CHECKDB found 1 allocation errors and 0 consistency errors in database 'sql.CommServ.2'.
repair_allow_data_loss is the minimum repair level for the errors found by DBCC CHECKDB (sql.CommServ.2).
DBCC execution completed. If DBCC printed error messages, contact your system administrator.
Full CHECKDB output here: http://pastebin.com/GqQi0nYS
--------------------------------------------------------------------------------------------------------------------------------------------------------------------------------------------------
2)
CHECKDB with repair_allow_data_loss failed with this error:
DBCC results for 'APP_ScReplicationPair'.
Repair: Page (0:0) next and (1:2432) previous pointers have been set to match each other in object ID 318624178, index ID 1, partition ID 72057594663600128, alloc unit ID 72057594787332096 (type In-row data).
Repair: IAM chain for object ID 318624178, index ID 1, partition ID 72057594663600128, alloc unit ID 72057594787332096 (type In-row data), has been truncated before page (1:2432) and will be rebuilt.
Msg 8947, Level 16, State 1, Line 1
Table error: Multiple IAM pages for object ID 318624178, index ID 1, partition ID 72057594663600128, alloc unit ID 72057594787332096 (type In-row data) contain allocations for the same interval. IAM pages (1:2432) and (1:17430).

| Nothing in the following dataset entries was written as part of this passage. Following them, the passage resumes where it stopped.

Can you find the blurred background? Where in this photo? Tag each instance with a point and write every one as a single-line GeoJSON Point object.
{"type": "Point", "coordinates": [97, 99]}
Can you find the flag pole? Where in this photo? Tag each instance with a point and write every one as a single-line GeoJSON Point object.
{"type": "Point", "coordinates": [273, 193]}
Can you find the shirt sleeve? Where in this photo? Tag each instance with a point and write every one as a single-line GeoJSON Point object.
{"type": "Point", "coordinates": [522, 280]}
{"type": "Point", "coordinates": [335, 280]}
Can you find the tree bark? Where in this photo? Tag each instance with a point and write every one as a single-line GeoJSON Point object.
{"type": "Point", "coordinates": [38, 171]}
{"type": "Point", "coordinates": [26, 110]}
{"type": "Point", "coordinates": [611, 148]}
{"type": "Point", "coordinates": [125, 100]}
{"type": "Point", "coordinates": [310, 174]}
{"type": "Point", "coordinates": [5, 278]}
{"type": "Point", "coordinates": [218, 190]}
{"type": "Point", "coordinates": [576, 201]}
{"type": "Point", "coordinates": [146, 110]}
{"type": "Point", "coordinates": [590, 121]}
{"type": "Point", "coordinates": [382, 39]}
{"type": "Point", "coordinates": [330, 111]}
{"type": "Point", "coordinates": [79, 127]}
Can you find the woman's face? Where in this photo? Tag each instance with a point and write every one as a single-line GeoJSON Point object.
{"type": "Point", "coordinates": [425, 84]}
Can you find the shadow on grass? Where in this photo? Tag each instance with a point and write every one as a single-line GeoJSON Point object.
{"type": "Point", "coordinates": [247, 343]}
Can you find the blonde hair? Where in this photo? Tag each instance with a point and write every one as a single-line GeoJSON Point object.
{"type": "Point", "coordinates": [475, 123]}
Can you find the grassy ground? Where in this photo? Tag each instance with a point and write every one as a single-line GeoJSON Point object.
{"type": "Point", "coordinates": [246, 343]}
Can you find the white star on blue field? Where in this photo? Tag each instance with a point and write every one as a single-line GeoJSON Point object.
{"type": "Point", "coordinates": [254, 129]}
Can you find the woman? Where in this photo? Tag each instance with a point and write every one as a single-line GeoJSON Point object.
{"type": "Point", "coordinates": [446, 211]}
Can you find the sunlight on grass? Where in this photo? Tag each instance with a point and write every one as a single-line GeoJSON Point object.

Could not repair this error.
Msg 8969, Level 16, State 2, Line 1
Table error: IAM chain linkage error: Object ID 318624178, index ID 1, partition ID 72057594663600128, alloc unit ID 72057594787332096 (type In-row data). The next page for IAM page (1:17430) is (1:2432), but the previous link for page (1:2432) is (0:0).

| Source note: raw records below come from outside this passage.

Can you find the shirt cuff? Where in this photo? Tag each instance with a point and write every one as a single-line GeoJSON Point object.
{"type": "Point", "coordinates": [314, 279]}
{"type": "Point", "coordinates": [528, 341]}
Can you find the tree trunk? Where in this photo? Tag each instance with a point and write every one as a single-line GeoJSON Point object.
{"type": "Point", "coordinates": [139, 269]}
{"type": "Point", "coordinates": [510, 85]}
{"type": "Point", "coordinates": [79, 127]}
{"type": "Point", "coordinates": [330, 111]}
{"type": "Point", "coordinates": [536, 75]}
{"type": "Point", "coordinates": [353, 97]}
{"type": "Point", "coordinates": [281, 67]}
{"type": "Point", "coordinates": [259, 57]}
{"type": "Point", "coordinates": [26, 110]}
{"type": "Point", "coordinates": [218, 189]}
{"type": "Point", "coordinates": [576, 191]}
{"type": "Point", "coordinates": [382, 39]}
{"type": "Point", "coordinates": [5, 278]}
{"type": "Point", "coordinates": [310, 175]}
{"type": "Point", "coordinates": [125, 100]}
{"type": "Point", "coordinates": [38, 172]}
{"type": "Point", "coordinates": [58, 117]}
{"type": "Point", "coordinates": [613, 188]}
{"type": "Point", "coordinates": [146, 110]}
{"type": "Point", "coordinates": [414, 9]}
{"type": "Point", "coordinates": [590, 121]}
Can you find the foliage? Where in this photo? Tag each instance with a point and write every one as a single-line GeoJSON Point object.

There are 544 rows in 6 pages for object "APP_ScReplicationPair".
--------------------------------------------------------------------------------------------------------------------------------------------------------------------------------------------------
3)
I tried a simple rebuild of the corrupt clustered index. It suceeeded, CHECKDB is not reporting corruption anymore.
Is my DB really fixed? Is this a legitimate way to fix DB corruption?
(Row count per sys.partitions does match before and after the index rebuild. Since there is no catalog corruption, I am hoping this information is correct. Is the data intact - I am not sure because I don't have good DB to compare the repaired table with).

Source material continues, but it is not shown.